Warm welcomes were extended to each group as they arrived, and they were handed a cold “Heiney.” The boat was provisioned, and that evening the first bad omen arose: my Friday flight on American Airlines was canceled. I scrambled with my phone and managed to book a flight on Delta, and then relaxed a bit.
We got started late morning the next day and sailed up the coast to Grande Case in a light nor’westerly. This was strange, because easterly trades are the rule in the spring in these parts. Tommy made a great dinner of duck breast and Caribbean rice with strawberry short cake for dessert. We enjoyed the evening albeit with a fair amount of bouncing in the five-foot chop.

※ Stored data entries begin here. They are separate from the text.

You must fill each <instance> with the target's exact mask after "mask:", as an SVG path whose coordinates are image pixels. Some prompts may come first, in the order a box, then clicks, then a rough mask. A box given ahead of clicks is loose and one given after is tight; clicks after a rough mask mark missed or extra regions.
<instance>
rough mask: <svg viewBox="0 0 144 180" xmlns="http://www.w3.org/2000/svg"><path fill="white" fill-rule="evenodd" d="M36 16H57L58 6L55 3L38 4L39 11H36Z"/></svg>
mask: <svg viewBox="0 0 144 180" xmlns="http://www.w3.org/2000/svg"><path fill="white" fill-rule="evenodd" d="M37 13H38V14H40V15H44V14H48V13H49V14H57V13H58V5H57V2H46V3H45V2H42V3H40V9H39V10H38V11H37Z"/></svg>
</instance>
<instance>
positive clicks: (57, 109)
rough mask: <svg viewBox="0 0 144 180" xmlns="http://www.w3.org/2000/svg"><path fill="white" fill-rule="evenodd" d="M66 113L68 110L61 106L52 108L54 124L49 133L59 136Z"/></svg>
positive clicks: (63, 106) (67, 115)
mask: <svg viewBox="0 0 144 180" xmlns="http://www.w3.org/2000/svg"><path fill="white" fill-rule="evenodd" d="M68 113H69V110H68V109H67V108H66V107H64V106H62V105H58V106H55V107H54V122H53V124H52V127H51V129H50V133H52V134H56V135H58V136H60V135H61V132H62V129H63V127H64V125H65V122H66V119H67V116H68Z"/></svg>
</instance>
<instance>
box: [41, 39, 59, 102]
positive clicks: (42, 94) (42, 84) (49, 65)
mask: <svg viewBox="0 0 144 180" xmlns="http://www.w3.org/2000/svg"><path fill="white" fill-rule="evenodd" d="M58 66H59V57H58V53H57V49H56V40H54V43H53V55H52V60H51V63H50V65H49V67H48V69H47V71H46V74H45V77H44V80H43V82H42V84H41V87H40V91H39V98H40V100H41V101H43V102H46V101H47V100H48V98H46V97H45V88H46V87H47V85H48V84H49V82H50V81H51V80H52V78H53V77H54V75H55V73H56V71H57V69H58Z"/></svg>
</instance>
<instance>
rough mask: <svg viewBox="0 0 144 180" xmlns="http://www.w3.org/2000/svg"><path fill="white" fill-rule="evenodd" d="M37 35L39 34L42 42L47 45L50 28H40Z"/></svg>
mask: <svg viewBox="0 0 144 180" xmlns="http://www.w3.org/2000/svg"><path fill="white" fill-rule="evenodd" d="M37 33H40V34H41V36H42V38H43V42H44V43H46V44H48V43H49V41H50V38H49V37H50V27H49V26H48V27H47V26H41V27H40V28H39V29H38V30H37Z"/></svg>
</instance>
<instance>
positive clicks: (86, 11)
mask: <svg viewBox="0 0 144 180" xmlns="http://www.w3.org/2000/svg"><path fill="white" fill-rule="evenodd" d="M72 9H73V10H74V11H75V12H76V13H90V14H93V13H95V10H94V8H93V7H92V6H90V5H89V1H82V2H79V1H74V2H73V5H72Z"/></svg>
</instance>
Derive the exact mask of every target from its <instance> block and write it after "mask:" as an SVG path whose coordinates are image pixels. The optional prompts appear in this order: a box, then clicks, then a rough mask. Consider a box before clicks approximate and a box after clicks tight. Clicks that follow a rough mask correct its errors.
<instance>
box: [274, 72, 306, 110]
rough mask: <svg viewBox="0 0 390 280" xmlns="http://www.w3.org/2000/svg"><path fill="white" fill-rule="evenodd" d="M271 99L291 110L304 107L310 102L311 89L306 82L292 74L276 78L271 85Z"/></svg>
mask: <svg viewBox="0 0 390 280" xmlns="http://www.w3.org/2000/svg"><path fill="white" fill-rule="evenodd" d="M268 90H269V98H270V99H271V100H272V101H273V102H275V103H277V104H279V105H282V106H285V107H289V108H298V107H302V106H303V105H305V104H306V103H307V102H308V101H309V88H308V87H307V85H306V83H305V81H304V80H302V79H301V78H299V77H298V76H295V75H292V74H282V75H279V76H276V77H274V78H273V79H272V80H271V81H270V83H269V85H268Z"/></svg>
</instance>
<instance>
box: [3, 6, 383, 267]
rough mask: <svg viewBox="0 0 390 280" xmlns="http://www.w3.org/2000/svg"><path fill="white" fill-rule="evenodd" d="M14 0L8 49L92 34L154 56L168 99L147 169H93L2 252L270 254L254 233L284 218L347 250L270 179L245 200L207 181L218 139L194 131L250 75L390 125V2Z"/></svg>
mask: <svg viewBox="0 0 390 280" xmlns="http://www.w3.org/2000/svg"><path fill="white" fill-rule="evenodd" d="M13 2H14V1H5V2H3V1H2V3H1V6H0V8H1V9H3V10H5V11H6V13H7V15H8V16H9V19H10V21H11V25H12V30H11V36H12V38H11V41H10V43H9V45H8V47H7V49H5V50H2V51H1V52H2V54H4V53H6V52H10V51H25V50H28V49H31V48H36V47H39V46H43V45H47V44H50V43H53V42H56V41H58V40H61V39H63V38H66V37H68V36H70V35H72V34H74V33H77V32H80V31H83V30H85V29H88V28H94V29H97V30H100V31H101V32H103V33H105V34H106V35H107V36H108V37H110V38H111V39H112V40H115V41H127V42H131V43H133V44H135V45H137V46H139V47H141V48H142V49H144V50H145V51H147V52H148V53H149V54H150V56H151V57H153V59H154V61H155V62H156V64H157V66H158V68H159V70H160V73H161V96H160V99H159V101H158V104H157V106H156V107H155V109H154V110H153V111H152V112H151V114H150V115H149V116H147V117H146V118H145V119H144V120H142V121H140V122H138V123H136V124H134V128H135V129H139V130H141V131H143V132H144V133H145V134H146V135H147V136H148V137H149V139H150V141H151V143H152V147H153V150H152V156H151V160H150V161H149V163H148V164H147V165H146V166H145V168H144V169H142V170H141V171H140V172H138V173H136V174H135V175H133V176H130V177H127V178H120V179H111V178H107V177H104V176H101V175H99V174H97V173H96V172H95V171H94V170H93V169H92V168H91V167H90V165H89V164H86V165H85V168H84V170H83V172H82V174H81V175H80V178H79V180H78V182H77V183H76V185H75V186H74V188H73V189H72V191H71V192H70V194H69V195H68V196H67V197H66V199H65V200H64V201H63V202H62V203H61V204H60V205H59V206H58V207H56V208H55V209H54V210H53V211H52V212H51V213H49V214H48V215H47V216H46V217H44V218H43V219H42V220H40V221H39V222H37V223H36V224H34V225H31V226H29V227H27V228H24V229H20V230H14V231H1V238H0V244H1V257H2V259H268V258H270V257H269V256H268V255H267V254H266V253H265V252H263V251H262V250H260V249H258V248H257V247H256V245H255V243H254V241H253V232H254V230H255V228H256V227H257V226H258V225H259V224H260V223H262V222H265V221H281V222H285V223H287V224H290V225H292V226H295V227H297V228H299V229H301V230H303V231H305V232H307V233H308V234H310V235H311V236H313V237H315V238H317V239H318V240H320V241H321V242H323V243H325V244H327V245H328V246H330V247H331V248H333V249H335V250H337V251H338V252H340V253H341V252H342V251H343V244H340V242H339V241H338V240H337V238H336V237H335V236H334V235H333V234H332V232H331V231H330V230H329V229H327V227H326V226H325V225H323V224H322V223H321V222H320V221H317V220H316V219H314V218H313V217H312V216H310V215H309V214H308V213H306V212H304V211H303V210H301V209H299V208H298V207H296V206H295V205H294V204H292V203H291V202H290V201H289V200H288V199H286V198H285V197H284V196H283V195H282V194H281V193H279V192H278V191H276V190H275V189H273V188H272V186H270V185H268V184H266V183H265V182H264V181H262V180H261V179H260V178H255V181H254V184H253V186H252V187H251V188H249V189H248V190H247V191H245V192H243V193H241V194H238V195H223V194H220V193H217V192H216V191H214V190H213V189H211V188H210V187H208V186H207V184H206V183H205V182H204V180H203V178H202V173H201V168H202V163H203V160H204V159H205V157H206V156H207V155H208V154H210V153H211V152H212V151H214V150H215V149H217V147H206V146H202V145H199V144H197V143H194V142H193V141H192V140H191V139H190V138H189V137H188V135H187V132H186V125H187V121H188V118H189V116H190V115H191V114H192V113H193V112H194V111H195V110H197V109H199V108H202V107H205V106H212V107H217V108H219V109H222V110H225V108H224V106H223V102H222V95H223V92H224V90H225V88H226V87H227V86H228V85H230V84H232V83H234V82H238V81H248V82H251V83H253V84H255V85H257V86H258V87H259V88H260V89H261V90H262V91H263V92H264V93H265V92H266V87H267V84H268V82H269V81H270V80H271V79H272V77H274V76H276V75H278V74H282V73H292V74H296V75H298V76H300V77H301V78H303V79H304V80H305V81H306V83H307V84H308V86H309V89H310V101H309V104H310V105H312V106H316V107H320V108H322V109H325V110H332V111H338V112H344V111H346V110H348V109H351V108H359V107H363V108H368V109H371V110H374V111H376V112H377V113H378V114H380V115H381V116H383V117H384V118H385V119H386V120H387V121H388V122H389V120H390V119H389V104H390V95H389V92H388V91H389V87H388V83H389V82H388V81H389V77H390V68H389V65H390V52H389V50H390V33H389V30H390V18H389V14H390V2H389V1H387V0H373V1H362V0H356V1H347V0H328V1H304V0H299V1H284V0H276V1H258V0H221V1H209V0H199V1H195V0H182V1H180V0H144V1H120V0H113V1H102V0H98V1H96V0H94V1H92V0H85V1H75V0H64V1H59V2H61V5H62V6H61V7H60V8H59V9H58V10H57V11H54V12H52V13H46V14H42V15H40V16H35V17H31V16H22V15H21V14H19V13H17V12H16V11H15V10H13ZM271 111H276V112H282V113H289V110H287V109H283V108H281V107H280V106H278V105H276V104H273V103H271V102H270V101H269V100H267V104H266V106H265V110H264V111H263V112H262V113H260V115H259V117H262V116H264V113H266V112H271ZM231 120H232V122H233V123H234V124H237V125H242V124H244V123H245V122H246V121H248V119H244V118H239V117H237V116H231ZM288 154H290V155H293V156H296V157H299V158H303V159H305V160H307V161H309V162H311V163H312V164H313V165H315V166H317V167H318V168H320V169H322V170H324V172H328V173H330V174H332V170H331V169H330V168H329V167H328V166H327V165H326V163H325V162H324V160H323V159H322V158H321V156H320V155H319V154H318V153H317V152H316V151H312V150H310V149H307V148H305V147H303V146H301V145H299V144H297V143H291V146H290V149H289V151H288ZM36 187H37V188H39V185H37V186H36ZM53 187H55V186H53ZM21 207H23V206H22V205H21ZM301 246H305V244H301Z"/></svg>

The next day, after devouring Tommy’s lobster quiche for breakfast, the wind was light northerly, so we elected to steam to Il Forchue. Upon arrival we anchored in the pristine waters of that ancient caldera. On the way, the second gut punch occurred: my Delta flight was canceled.
One by one, the guys were getting the same bad news, but they weren’t going to let it get them down; something would work out… they were on vacation! We ate lunch, and the guys swam a bit. Tommy snorkeling all over the caldera, but Eddie had no luck raising the charter company on his phone to check on the situation.
The Capt’n decided that it was time to head back to the marina. Tommy needed to be towed back to the boat behind the dingy, because he was so far away. We hauled the hook and steamed for three hours arriving just under the wire at dusk.
Once back, the cell phones were quite busy as everyone tried to make new connections. The next day, the authorities shut down the French side of the island and then shut down the island to all arrivals, which accounted for all the canceled incoming flights. On the morrow, several of the crew took a taxi to the airport to sort it all out and managed to book flights home, but they reported that it was a madhouse.
The first two crew left on Wednesday with others to follow each day thereafter. Our generator quit, so we hooked up shore power to run the AC and acquiesced to sitting at the dock until it was time to leave. But, we had plenty of food and booze and excellent neighbors, so it was party time. We all agreed that there were far worse places to be stranded. We got in a little beach time and got to know many new folks.
Eddie, his adopted son and I were the last to leave on Saturday clutching our road travel permission slip. The flight to Atlanta was uneventful, but when we landed, I was sure glad to be home.
Yeah, I know: “My Dear, once again you were as right as rain.”